Last week I gave a small talk to potential confirmands (11/12-year-olds) and their parents. One of the kids read the passage where King David is anointed with oil. I told them that they could also receive this sign that has existed for at least three thousand years, and asked them if they knew what a king did. One of the kids ventured, ‘Not much.’

That happens to be a quite correct and Biblical answer. In I Samuel 8, when the people of Israel come to the prophet-judge and demand a king to rule over them, Samuel warns them that the king will take their sons and daughters into his service and will demand their finest possessions and products. The word yiqqāh ‘He will take’ is repeated at least five times in the short description of the king that the people crave. And yet the people demand a king, ‘that we also may be like all the nations’ – an obvious red flag, because Israel’s vocation is to be different from the nations.

Even King David falls. He sins by committing adultery with Bathsheba, but even more by his complicity in the death of her husband, who is one of his most loyal soldiers. The story of David and Bathsheba (and Uriah) is well-known. But its introduction is usually left out; a priest recently alerted me to it. After the author has narrated one of David’s many military exploits against the Ammonites, in defence of the honour of his servants, this is the opening paragraph of II Samuel 11:

In the spring of the year, the time when kings go out to battle (hint, hint), David sent Joab, and his servants with him, and all Israel. And they ravaged the Ammonites and besieged Rabbah. But David remained at Jerusalem.

Well, perhaps a king cannot be in the forefront of the battle all the time. Leading a band of warriors is one thing, but ruling a nation demands administrative work, diplomacy, thought. Right? Yeah, right:

It happened, late one afternoon, when David arose from his couch and was walking on the roof of the king’s house, that he saw from the roof a woman bathing …
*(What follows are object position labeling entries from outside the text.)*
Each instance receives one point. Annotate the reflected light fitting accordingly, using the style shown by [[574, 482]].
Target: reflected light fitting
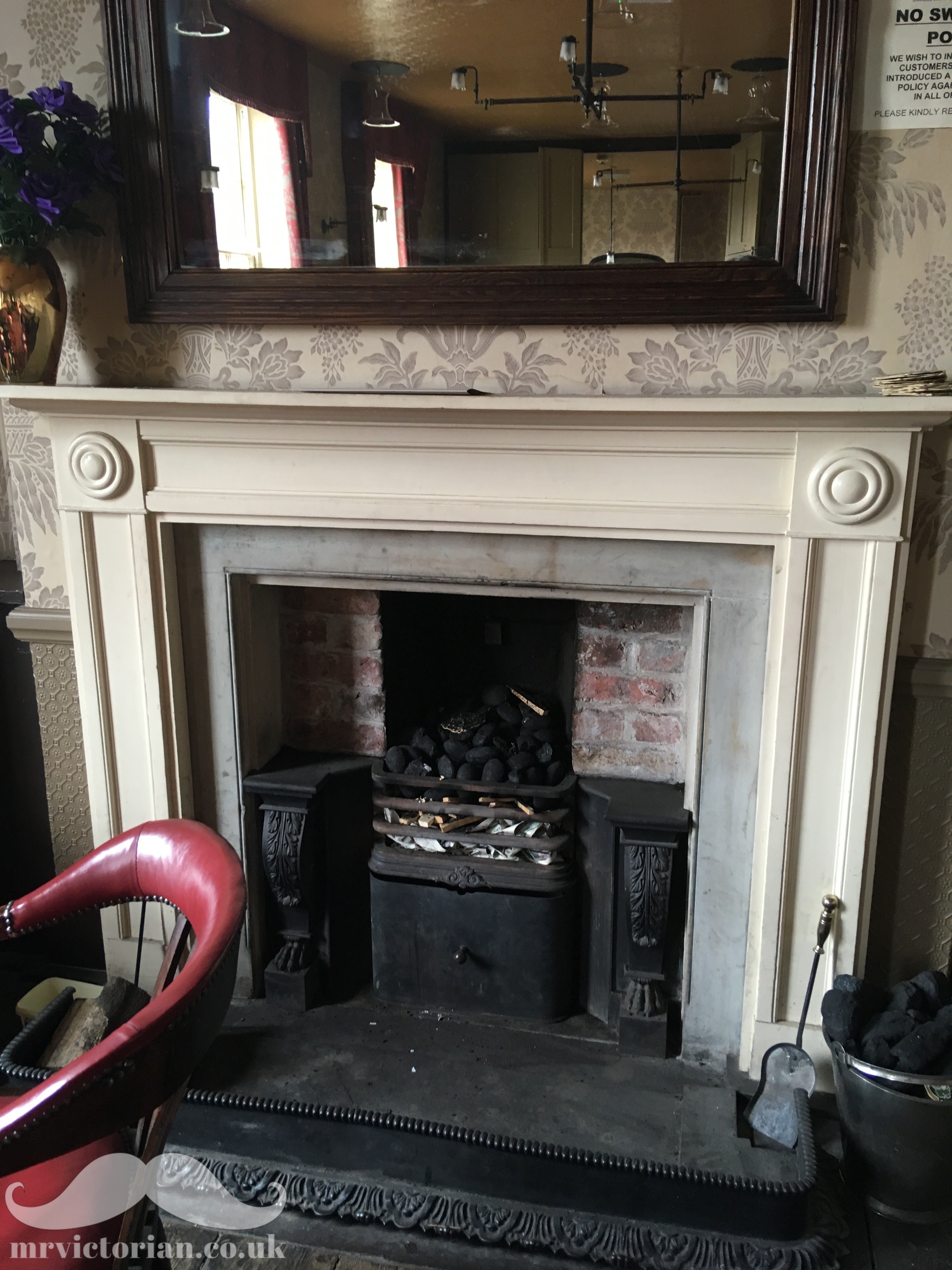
[[760, 115], [379, 116], [199, 21]]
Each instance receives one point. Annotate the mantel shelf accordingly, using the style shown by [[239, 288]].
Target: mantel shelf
[[738, 413]]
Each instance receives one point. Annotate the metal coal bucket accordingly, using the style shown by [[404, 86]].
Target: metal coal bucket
[[897, 1138]]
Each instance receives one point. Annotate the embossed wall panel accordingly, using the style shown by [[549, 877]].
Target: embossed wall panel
[[61, 735], [912, 912]]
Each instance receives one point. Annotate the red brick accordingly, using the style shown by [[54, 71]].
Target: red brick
[[347, 632], [658, 693], [592, 686], [598, 726], [352, 670], [658, 728], [600, 652], [334, 701], [652, 619], [304, 629], [645, 763], [332, 600], [662, 655], [353, 738]]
He wasn’t keeping himself too busy!

Then comes the whole Bathsheba shebang, Nathan’s parable, the child’s death, Solomon’s birth – and then we go back to the beginning. Because while all these intensely personal matters are going on, General Joab is still at the walls of Rabbah. When the job is done and the gate is breached, he sends word to the king to preside over the concluding military ceremony.

Gather the rest of the people together and encamp against the city and take it, lest I take the city and it be called by my name.

After all, Davidopolis has a better ring to it than Joabtown.

Then David arrives at Rabbah, which his faithful soldiers (minus Uriah and a few unnamed others who have become collateral damage) have conquered for him. And what does he do?

He took the crown of their king from his head. The weight of it was a talent of gold, and in it was a precious stone, and it was placed on David’s head. … And he brought out the people who were in it and set them to labor with saws and iron picks and iron axes and made them toil at the brick kilns.

The King of Israel wears an Ammonite crown and acts like an Egyptian pharaoh.

So much for ‘that we also may be like all the nations’.